Tue, Nov 09, 2010 - Page 11 News List

UMC, ASE post lower revenues for last month

HEADWINDS:An analyst said that revenues for contract chipmakers and packagers would start to come under serious pressure if the NT dollar appreciates any further

By Kevin Chen  /  Staff reporter

United Microelectronics Corp (UMC, 聯電) and Advanced Semiconductor Engineering Inc (ASE, 日月光半導體) yesterday both reported lower revenues for last month than the previous month, weighed down by the impact of the NT dollar strengthening against the US currency.

UMC, the world’s second-largest contract chipmaker, behind Taiwan Semiconductor Manufacturing Co (TSMC, 台積電), said in an e-mailed statement that revenue dropped 2.23 percent to NT$10.70 billion (US$349.3 million) last month from NT$10.94 billion in September.

Last month’s figure was 15.09 percent higher than the NT$9.3 billion posted for the same period last year, the statement said.

The Hsinchu-based company did not elaborate on the decline in revenue yesterday, but on Oct. 27, UMC chief executive officer Sun Shih-wei (孫世偉) told investors that “the volatility of the local currency and other seasonal factors” would weigh on the company’s revenue in the current quarter.

Sun forecast that fourth-quarter revenue would fall by 5 percent from the third quarter because of the strengthening NT dollar.

In the first 10 months, UMC’s aggregate revenue rose 42.25 percent, to NT$99.81 billion, from a year earlier, the statement said.

ASE, the world’s biggest chip packager and tester, said in a stock exchange filing yesterday that its revenue reached NT$5.96 billion last month, a 1.31 percent decline from NT$6.04 billion the previous month, but a 21.67 percent rise from NT$4.9 billion one year ago.

The Kaohsiung-based company told investors last month that the appreciating NT dollar and gold prices would affect this quarter’s revenue, although that impact would be offset by an anticipated growth in shipments.

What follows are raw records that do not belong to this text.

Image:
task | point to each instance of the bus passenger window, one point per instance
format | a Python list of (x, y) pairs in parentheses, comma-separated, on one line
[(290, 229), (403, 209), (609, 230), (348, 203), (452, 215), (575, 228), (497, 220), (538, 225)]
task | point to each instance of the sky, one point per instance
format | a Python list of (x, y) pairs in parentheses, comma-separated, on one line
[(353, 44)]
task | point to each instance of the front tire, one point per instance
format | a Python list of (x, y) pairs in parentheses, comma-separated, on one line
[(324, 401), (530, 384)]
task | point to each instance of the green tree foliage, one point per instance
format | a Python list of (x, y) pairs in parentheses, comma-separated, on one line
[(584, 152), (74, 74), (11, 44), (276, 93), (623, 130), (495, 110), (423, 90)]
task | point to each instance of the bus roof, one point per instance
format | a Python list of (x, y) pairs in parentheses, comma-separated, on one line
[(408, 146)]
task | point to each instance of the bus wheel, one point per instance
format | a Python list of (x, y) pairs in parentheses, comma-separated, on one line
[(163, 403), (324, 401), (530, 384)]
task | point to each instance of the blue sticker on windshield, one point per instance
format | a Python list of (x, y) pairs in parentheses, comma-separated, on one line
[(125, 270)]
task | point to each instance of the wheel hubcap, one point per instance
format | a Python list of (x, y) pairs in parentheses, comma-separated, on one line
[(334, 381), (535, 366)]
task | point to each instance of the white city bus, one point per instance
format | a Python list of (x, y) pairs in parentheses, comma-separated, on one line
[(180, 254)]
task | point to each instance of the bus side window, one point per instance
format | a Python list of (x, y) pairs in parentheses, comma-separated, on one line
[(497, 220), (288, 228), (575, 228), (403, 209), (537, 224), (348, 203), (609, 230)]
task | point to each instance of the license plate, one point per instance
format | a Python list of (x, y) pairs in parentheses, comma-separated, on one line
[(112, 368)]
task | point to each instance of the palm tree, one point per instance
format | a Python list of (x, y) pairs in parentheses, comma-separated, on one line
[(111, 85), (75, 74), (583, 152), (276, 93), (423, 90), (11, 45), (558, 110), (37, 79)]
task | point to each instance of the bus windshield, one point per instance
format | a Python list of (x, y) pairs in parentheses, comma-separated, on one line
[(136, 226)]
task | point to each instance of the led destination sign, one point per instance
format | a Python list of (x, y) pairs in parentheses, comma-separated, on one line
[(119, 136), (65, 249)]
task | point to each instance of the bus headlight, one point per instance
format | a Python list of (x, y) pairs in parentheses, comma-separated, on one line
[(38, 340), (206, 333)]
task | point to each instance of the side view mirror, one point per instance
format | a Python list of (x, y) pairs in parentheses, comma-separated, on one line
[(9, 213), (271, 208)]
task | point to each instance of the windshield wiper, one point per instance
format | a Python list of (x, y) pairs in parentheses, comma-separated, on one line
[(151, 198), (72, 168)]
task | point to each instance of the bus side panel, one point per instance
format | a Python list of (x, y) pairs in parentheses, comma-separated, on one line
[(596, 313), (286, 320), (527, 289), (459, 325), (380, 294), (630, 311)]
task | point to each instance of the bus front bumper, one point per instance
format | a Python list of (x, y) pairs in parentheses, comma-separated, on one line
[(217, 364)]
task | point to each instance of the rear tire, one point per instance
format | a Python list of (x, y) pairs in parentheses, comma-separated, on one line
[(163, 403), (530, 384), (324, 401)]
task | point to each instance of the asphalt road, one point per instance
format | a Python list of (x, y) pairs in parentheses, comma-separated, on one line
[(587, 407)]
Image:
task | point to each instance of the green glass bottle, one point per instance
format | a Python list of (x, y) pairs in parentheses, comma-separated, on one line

ASE predicted on Oct. 29 that the local currency would trade average this quarter at NT$30.765 to the US dollar, up 3.25 percent from NT$31.80 in the third quarter.

From January to last month, ASE’s revenue totaled NT$56.02 billion, a jump of 51.7 percent from NT$36.93 billion last year, the company said in the filing.

Both contract chipmakers and packagers are likely to face more headwinds should the NT dollar increase in value any further, Deutsche Bank analyst Michael Chou (周立中) said in a report on Friday.

In the report, Chou said chip packagers, such as ASE and Siliconware Precision Industry Co (SPIL, 矽品精密), were likely to face higher pressure on margins than contract chipmakers like TSMC and UMC in the short term if the NT dollar strengthened faster than expected.

SPIL released its revenue figures for last month on Friday, showing a slide of 4.03 percent month-on-month and 22.29 percent year-on-year to NT$4.65 billion, its lowest monthly figure this year.

In the first 10 months of this year, revenue grew 9.7 percent from last year to NT$50.55 billion, according to a stock exchange filing.

Shares in UMC yesterday fell 1.62 percent to NT$15.15, while TSMC dropped 1.4 percent to NT$63.3, ASE plunged 3.05 percent to NT$27.05 and SPIL dipped 0.4 percent to NT$32.35.